Proboscidati, Sirenidi, Iracidi, di cui rimane fissata la stretta parentela, e altri gruppi di piccoli mammiferi condividono invece la delezione di 9 basi del gene BRCA1 e la presenza, nella regione immediatamente adiacente dello stesso gene, di guanina, guanina e citosina quando la stragrande maggioranza dei mammiferi, ha nello stesso luogo, una tripletta di adenina.
Anche questa mutazione è piuttosto antica ed è alla base dell'unione di questi gruppi nei cosiddetti “afroteri”, denominati così perchè, non certo casualmente, tutti questi gruppi hanno una evidente origine comune nel continente nero. Quindi il gruppo dei proboscidati viene spostato da quello degli ungulati (che non esiste più) a questa nuova classificazione, assieme a procavie, insettivori di origine africana e altre piccole specie. Fra parentesi è di questi giorni la scoperta del più antico antenato sicuro degli elefanti, Eritherium azzouzorum, un ungulato di piccole dimensioni ma molto significativo perchè conferma l'origine africana dei proboscidati.

Come nella classificazione morfologica, rimangono isolati gli Xenartri.

E' importante notare che tutte le altre RGC trovate fino ad oggi sono coerenti con il quadro che si va delienando. Si vede poi come la divisione in questi 4 gruppi (o tre se uniamo i Laurasiateri e gli Euarcontogliri nei “Boreoeuteri” – le forme di origine settentrionale), Afroteri in Africa e Xenarthi in Sudamerica alla fine corrisponde ad una rigida divisione paleogeografica cretacea, venuta un po' meno quando i movimenti delle zolle hanno consentito uno scambio prima fra Africa ed Eurasia e poi fra le due Americhe.

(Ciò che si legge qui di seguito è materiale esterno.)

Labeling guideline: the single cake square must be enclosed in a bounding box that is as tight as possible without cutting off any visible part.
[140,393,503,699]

In entrambi i casi le forme settentrionali si sono rivelate vincenti: solo i Probosciati fra gli Afroteri e qualche Xenartra in America sono riusciti a stabilirsi nelle terre settentrionali.
La scoperta di nuove RGC potrà affinare ulteriormente il quadro, a mano a mano che saranno disponibili sempre nuovi dati con cui si potrà conoscere meglio sia la paleobiogeografia che i rapporti di parentela all'interno dei vari ordini.